Hughes has struggled through his first two starts of the season, posting an 0-2 mark with a 9.00 ERA. But as he looks forward to his start Thursday night in the finale of the Yankees' four-game series with the Twins, Hughes believes his early-season issues stem from one thing.
He's throwing his secondary pitches too often and isn't utilizing his fastball enough.
"Yeah, the changeup and the cutter obviously have their spots, but when I rely on one thing or the other too much that sometimes gets me in trouble," Hughes said Wednesday. "That goes along with fastball command. I'm constantly behind trying to go to other things to try to get back into [favorable counts]. So the fastball really has to be the biggest priority for me and I can go from there."
According to fangraphs.com, Hughes has used his fastball just 57.4 percent of the time this season, which is the lowest percentage of his career. Until last season, that percentage never dipped below 62. In 2010, when Hughes won a career-high 18 games, he went to his fastball 63.6 percent of the time.
Hughes' inability to maintain a level of consistency through his first two starts has led to high pitch counts. In his first start of the season against the Rays, he threw 84 pitches to 21 hitters, laboring through 42/3 innings. He threw 99 pitches to only 20 batters in Saturday's loss to the Angels, and lasted only 32/3 innings.

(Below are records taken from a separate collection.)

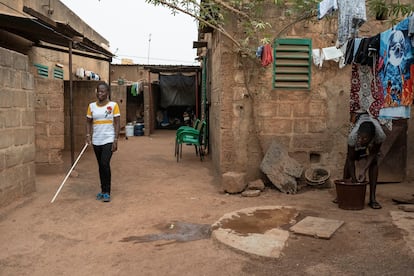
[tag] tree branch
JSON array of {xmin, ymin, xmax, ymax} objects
[
  {"xmin": 211, "ymin": 0, "xmax": 250, "ymax": 19},
  {"xmin": 146, "ymin": 0, "xmax": 241, "ymax": 47}
]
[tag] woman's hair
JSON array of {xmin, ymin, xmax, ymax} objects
[
  {"xmin": 97, "ymin": 82, "xmax": 110, "ymax": 91},
  {"xmin": 358, "ymin": 121, "xmax": 375, "ymax": 138}
]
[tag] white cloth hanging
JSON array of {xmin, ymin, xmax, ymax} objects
[
  {"xmin": 312, "ymin": 47, "xmax": 344, "ymax": 68},
  {"xmin": 318, "ymin": 0, "xmax": 338, "ymax": 20},
  {"xmin": 408, "ymin": 13, "xmax": 414, "ymax": 47},
  {"xmin": 312, "ymin": 49, "xmax": 322, "ymax": 67},
  {"xmin": 337, "ymin": 0, "xmax": 367, "ymax": 46}
]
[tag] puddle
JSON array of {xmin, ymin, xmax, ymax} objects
[
  {"xmin": 214, "ymin": 207, "xmax": 297, "ymax": 235},
  {"xmin": 120, "ymin": 221, "xmax": 211, "ymax": 244}
]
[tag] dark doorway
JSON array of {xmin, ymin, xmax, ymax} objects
[
  {"xmin": 154, "ymin": 73, "xmax": 198, "ymax": 130},
  {"xmin": 126, "ymin": 84, "xmax": 144, "ymax": 124}
]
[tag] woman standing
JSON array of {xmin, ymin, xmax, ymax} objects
[{"xmin": 86, "ymin": 82, "xmax": 120, "ymax": 202}]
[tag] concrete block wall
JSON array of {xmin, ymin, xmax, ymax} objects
[
  {"xmin": 0, "ymin": 47, "xmax": 36, "ymax": 206},
  {"xmin": 35, "ymin": 78, "xmax": 64, "ymax": 173}
]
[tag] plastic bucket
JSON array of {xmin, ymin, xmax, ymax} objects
[
  {"xmin": 335, "ymin": 180, "xmax": 367, "ymax": 210},
  {"xmin": 125, "ymin": 125, "xmax": 134, "ymax": 137},
  {"xmin": 134, "ymin": 123, "xmax": 144, "ymax": 136}
]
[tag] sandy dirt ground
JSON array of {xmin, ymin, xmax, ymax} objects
[{"xmin": 1, "ymin": 130, "xmax": 414, "ymax": 276}]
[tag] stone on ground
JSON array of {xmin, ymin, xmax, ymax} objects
[
  {"xmin": 247, "ymin": 179, "xmax": 265, "ymax": 191},
  {"xmin": 260, "ymin": 140, "xmax": 303, "ymax": 194},
  {"xmin": 222, "ymin": 172, "xmax": 246, "ymax": 194}
]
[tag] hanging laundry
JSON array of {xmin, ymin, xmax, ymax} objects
[
  {"xmin": 344, "ymin": 35, "xmax": 380, "ymax": 67},
  {"xmin": 312, "ymin": 49, "xmax": 322, "ymax": 67},
  {"xmin": 379, "ymin": 106, "xmax": 411, "ymax": 120},
  {"xmin": 355, "ymin": 35, "xmax": 380, "ymax": 66},
  {"xmin": 317, "ymin": 0, "xmax": 338, "ymax": 20},
  {"xmin": 350, "ymin": 63, "xmax": 384, "ymax": 118},
  {"xmin": 261, "ymin": 43, "xmax": 273, "ymax": 67},
  {"xmin": 75, "ymin": 68, "xmax": 85, "ymax": 78},
  {"xmin": 322, "ymin": 46, "xmax": 343, "ymax": 61},
  {"xmin": 409, "ymin": 13, "xmax": 414, "ymax": 47},
  {"xmin": 256, "ymin": 45, "xmax": 264, "ymax": 58},
  {"xmin": 131, "ymin": 82, "xmax": 138, "ymax": 96},
  {"xmin": 378, "ymin": 17, "xmax": 414, "ymax": 108},
  {"xmin": 312, "ymin": 47, "xmax": 343, "ymax": 68},
  {"xmin": 338, "ymin": 40, "xmax": 348, "ymax": 68},
  {"xmin": 337, "ymin": 0, "xmax": 367, "ymax": 46}
]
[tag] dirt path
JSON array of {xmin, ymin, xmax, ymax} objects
[{"xmin": 1, "ymin": 130, "xmax": 414, "ymax": 275}]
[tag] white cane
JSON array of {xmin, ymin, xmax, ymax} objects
[{"xmin": 51, "ymin": 143, "xmax": 89, "ymax": 203}]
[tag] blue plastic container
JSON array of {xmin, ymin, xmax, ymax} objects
[{"xmin": 134, "ymin": 123, "xmax": 144, "ymax": 136}]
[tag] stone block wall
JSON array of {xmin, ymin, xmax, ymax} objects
[
  {"xmin": 35, "ymin": 78, "xmax": 64, "ymax": 173},
  {"xmin": 0, "ymin": 47, "xmax": 36, "ymax": 206}
]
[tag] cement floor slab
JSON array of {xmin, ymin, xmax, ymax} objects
[
  {"xmin": 211, "ymin": 206, "xmax": 299, "ymax": 258},
  {"xmin": 289, "ymin": 216, "xmax": 344, "ymax": 239}
]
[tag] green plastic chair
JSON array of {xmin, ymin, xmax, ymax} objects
[
  {"xmin": 174, "ymin": 119, "xmax": 200, "ymax": 157},
  {"xmin": 176, "ymin": 120, "xmax": 206, "ymax": 162}
]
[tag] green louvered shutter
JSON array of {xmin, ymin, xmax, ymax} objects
[
  {"xmin": 53, "ymin": 67, "xmax": 64, "ymax": 79},
  {"xmin": 273, "ymin": 38, "xmax": 312, "ymax": 90},
  {"xmin": 34, "ymin": 63, "xmax": 49, "ymax": 78}
]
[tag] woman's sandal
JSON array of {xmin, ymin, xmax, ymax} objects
[{"xmin": 368, "ymin": 201, "xmax": 382, "ymax": 209}]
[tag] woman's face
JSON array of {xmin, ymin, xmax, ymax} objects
[
  {"xmin": 357, "ymin": 133, "xmax": 372, "ymax": 147},
  {"xmin": 96, "ymin": 85, "xmax": 108, "ymax": 101}
]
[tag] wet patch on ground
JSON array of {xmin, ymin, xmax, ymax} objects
[
  {"xmin": 120, "ymin": 221, "xmax": 211, "ymax": 244},
  {"xmin": 213, "ymin": 207, "xmax": 298, "ymax": 236},
  {"xmin": 211, "ymin": 206, "xmax": 299, "ymax": 258}
]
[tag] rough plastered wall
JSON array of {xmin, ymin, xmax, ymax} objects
[
  {"xmin": 208, "ymin": 31, "xmax": 224, "ymax": 177},
  {"xmin": 34, "ymin": 78, "xmax": 64, "ymax": 173},
  {"xmin": 0, "ymin": 47, "xmax": 36, "ymax": 206},
  {"xmin": 208, "ymin": 2, "xmax": 413, "ymax": 181}
]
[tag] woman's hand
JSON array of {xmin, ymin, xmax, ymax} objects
[
  {"xmin": 112, "ymin": 139, "xmax": 118, "ymax": 152},
  {"xmin": 357, "ymin": 173, "xmax": 366, "ymax": 183},
  {"xmin": 85, "ymin": 134, "xmax": 92, "ymax": 145}
]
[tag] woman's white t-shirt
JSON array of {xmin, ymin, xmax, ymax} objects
[{"xmin": 86, "ymin": 101, "xmax": 120, "ymax": 146}]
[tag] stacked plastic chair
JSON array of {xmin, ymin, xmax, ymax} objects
[{"xmin": 175, "ymin": 120, "xmax": 206, "ymax": 162}]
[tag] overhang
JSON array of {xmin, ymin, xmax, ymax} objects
[
  {"xmin": 0, "ymin": 11, "xmax": 113, "ymax": 60},
  {"xmin": 143, "ymin": 65, "xmax": 201, "ymax": 73}
]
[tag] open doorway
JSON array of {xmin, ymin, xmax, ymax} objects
[
  {"xmin": 126, "ymin": 83, "xmax": 144, "ymax": 124},
  {"xmin": 153, "ymin": 73, "xmax": 199, "ymax": 130}
]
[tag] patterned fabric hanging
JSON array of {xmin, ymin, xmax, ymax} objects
[
  {"xmin": 350, "ymin": 63, "xmax": 384, "ymax": 118},
  {"xmin": 378, "ymin": 17, "xmax": 414, "ymax": 108}
]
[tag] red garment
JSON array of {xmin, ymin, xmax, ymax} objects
[{"xmin": 261, "ymin": 44, "xmax": 273, "ymax": 67}]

"He's gotten in some longer counts, number one, and hasn't been able to put hitters away," manager Joe Girardi said, "and number two, he's made some mistakes up. He's gotten plenty of strikeouts up, but he's also made some mistakes up. There's a fine line when you pitch up.
"If you don't get it high enough, a lot of times it's going to be hit hard. So when he chooses to go up in the zone for strikeouts, he's got to make sure he gets it there."
That's why Hughes said he has to "go back to what I really want to do as a pitcher, and that's attack early and do all the things that lead to successful outings -- like pounding the strike zone and getting early outs and going from there."
In other words, it's imperative that he trusts his best pitches, something Hughes believes he didn't do last time out when Howie Kendrick's fourth-inning, three-run homer gave the Angels a 6-0 lead and ended his outing.
"Sometimes you are on a different page with your catcher and there are certain things that are working," Hughes said. "The example that stands out to me is the front-door cutter that I tried to throw to [Peter] Bourjos last game. I struck him out and I tried to go to the well with that again, and it really hurt me with Kendrick.
"So it's little things like that where I'm trusting a fourth pitch when really I need to trust No. 1 and No. 2, and that's something I look to do a lot tomorrow."